Big Wreck chronology
| The Pleasure and the Greed (2001) | Albatross (2012) | Ghosts (2014) |

Singles from Albatross
- "Albatross" Released: November 21, 2011; "Wolves" Released: 2012; "A Million Days" Released: 2012;

= Albatross (Big Wreck album) =

Albatross is the third studio album by Canadian rock band Big Wreck. It is the band's first album since their 2001 release The Pleasure and the Greed, and the first without original members Dave Henning and Forrest Williams, but the first to feature long-time bass guitarist Dave McMillan. The drums on the record were performed by session musician Christopher Henry. Drummer Brad Park played on the following tour. The album was released on March 6, 2012.

In 2012, the album won the CASBY Award for "Favourite New Album". The album was nominated for Rock Album of the Year at the 2013 Juno Awards.

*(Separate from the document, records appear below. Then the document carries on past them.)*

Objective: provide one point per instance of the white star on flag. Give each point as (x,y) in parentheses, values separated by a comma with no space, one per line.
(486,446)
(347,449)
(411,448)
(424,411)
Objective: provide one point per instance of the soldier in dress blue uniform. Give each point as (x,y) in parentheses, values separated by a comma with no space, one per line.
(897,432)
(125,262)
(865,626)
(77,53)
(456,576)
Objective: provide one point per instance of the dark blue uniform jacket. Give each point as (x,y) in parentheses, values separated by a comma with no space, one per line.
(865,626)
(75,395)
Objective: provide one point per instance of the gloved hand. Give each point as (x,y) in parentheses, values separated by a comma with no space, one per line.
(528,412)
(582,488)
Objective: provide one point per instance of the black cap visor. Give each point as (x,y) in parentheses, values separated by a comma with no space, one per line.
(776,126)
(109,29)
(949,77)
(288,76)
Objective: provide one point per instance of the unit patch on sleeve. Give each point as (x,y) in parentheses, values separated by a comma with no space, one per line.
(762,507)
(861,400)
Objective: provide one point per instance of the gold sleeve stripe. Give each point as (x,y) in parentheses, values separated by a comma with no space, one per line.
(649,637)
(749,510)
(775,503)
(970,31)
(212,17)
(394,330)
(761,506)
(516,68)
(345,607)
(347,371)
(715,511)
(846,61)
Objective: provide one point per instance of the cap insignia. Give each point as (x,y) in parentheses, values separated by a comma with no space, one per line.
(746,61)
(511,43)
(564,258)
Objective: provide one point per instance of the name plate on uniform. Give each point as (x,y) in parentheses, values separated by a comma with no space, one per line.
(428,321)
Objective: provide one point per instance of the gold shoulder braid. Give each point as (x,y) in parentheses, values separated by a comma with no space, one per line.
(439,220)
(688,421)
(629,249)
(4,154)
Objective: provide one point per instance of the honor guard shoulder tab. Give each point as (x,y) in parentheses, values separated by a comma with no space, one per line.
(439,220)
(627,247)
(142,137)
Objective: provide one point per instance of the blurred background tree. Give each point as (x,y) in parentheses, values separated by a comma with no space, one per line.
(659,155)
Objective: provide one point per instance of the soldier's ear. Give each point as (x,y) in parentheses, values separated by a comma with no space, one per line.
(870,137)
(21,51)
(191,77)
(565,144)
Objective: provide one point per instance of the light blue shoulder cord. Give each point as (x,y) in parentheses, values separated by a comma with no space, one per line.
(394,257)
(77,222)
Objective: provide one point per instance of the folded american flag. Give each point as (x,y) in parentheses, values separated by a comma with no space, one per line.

In 2025, the band were selected as Canada's Record Store Day ambassadors for the year, and announced a deluxe anniversary reissue of the album, which saw its first ever vinyl pressing and features several previously unreleased songs.

Professional ratings
Review scores
| Source | Rating |
| AllMusic | Star Half star |
| PopMatters | Star |

==Commercial performance==
Albatross debuted at #5 on the Canadian Albums Chart. This is the highest position ever for any album by Big Wreck or Ian Thornley on that chart. The album also peaked at #25 on the Billboard Heatseekers chart. The album was certified Gold in Canada.

==Track listing==

2025 Anniversary Edition bonus tracks

| No. | Title | Length |
|---|---|---|
| 1. | "Head Together" | 3:54 |
| 2. | "A Million Days" | 4:25 |
| 3. | "Wolves" | 4:13 |
| 4. | "Albatross" | 4:14 |
| 5. | "Glass Room" | 4:57 |
| 6. | "All is Fair" | 5:08 |
| 7. | "Control" | 6:35 |
| 8. | "Rest of the World" | 2:51 |
| 9. | "You Caught My Eye" | 5:29 |
| 10. | "Do What You Will" | 3:37 |
| 11. | "Time" | 4:06 |
| Total length: |  | 49:29 |

| No. | Title | Length |
|---|---|---|
| 12. | "Wolves (Alternate Version)" | 4:10 |
| 13. | "Albatross (Alternate Version)" | 3:46 |
| 14. | "A Million Days (Alternate Version)" | 4:24 |
| 15. | "Fade Away" | 3:45 |
| 16. | "Albatross (Live at Suhr Guitar Factory)" | 5:07 |
| Total length: |  | 70:45 |

==Personnel==
Big Wreck
- Ian Thornley – vocals, lead guitar, keyboards
- Brian Doherty – rhythm guitar
- Paulo Neta – lead & rhythm guitar, backing vocals
- David McMillan – bass guitar
- Christopher Henry – drums, percussion (session musician)

==Charts==

| Chart (2012) | Peak position |
|---|---|
| Canadian Albums (Billboard) | 5 |
| US Heatseekers Albums (Billboard) | 25 |

==Certifications==

| Region | Certification | Certified units/sales |
| Canada (Music Canada) | Gold | 40,000^{‡} |
^{‡} Sales+streaming figures based on certification alone.